Témoignages de CIGALES

Portrait de cigalier
Alain Kressmann, gérant de la CIGALES Duroc

L'entrée dans le monde des CIGALES

Alain Kressmann n'est pas nouveau dans le monde des CIGALES. à la fin des années 90, il participe à des cercles de réflexion politique. à cette occasion il rencontre de nombreuses personnes impliquées dans la finance solidaire, et notamment Dominique Carliez, actuel cigalier et président d'honneur du conseil de surveillance de Garrigue.
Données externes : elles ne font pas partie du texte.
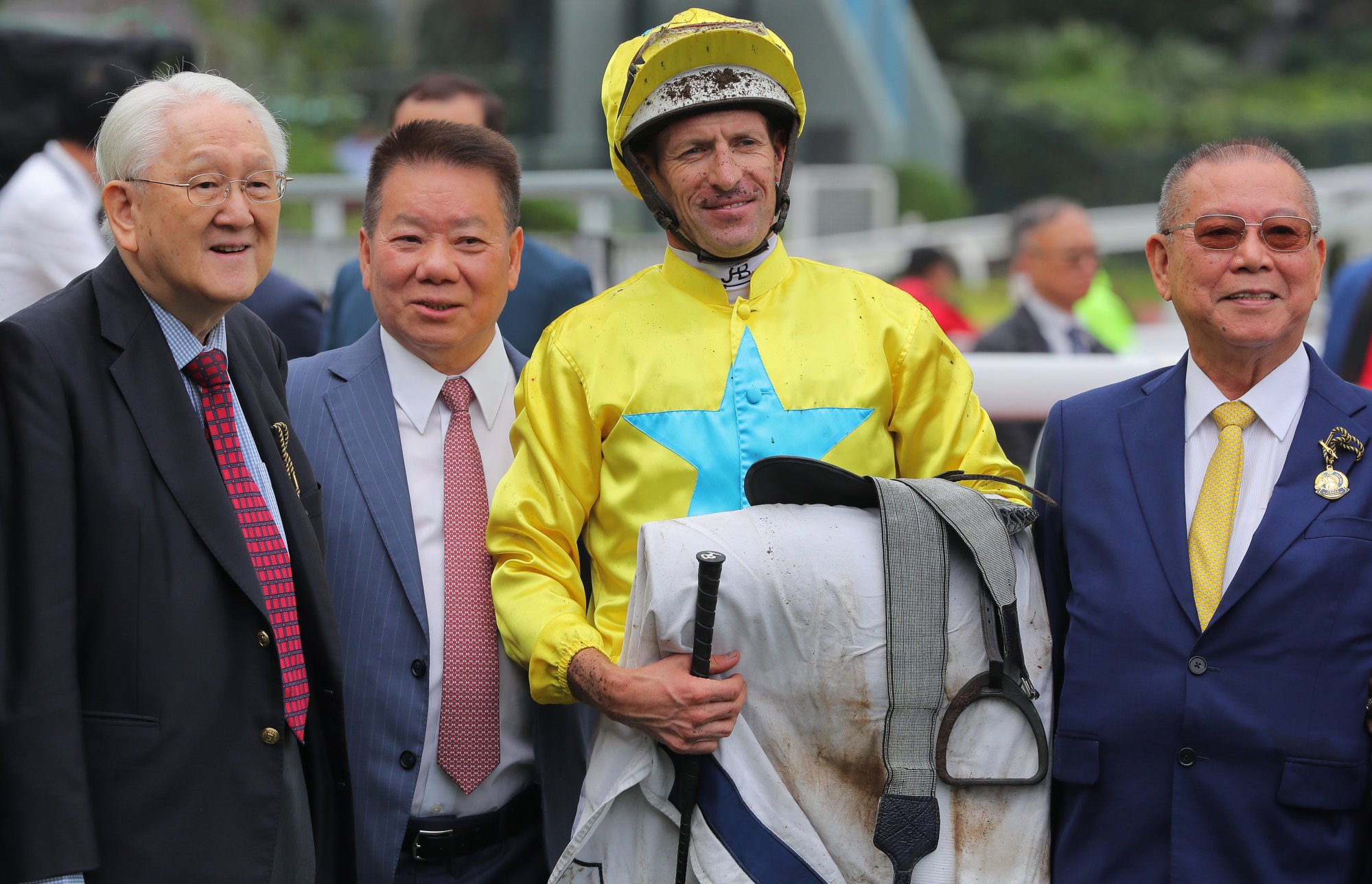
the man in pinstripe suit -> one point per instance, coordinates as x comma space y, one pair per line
398, 422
Très vite, Alain s'intéresse de plus près au mouvement. Il entrevoit dans celui-ci une autre manière de faire de l'économie, répondant alors au malaise persistant qu'il éprouve par rapport au « business conventionnel ». « Exerçant ses responsabilités dans des conditions et pour des objectifs générant pas mal de frustrations », il trouve dans les CIGALES un moyen d'équilibrer sa vie.

De Alma à Duroc..

L'aventure commence alors : avec Dominique Carliez et d'autres amis, ils créent en 1997 la CIGALES Alma, en référence à la position géographique de chacun. Suivent ensuite Concorde et Duroc. Cette dernière est toujours active: elle regroupe 20 personnes dans une parité parfaite et ses membres se réunissent une fois par mois. Alain en est le gérant. Il est donc chargé de préparer et d'animer les réunions de sa CIGALES et d'en rédiger les comptes rendus. Il participe aux bourses aux projets ainsi qu'à des manifestations diverses et variées. Cependant, Alain prend plaisir à déléguer, car la fonction peut se révéler lourde à porter.

Une expérience jugée positive, sans pour autant nier les difficultés

En effet, tout n'est pas rose dans le monde des CIGALES. Le principe d'éducation populaire qui caractérise les CIGALES est à double tranchant : en s'intéressant à des domaines avec lesquels ils ne sont pas forcément familiers, les cigaliers apprennent beaucoup. Mais cela peut aussi leur prendre beaucoup de temps, car au début, l'efficacité n'est pas forcément au rendez-vous.  Par ailleurs, cette synergie d’apprentissages ne peut fonctionner qu’avec un bon niveau d’assiduité et d’implication, ce qui, selon Alain, est loin d’être la règle. L'accompagnement fourni aux créateurs d'entreprises peut alors en pâtir. Il déplore aussi les difficultés de coordination entre les différentes CIGALES, tant dans l’approche d’un projet que lorsque celles-ci cofinancent une même entreprise.

Toutefois, Alain ne regrette rien, bien au contraire. Les difficultés existent, mais elles sont largement détrônées par les points positifs. Comme il le dit, « il n'y a pas beaucoup d'activités qui rapprochent argent et bénévolat. C'est assez atypique, original. », et ce sont surtout « des valeurs et des méthodes d'apprentissage » qu'il n'a pu retrouver « nulle part ailleurs ». Il n'est pas prêt  d'abandonner, et souhaite participer à la fondation d’une autre CIGALES après le passage en gestion de Duroc fin 2012.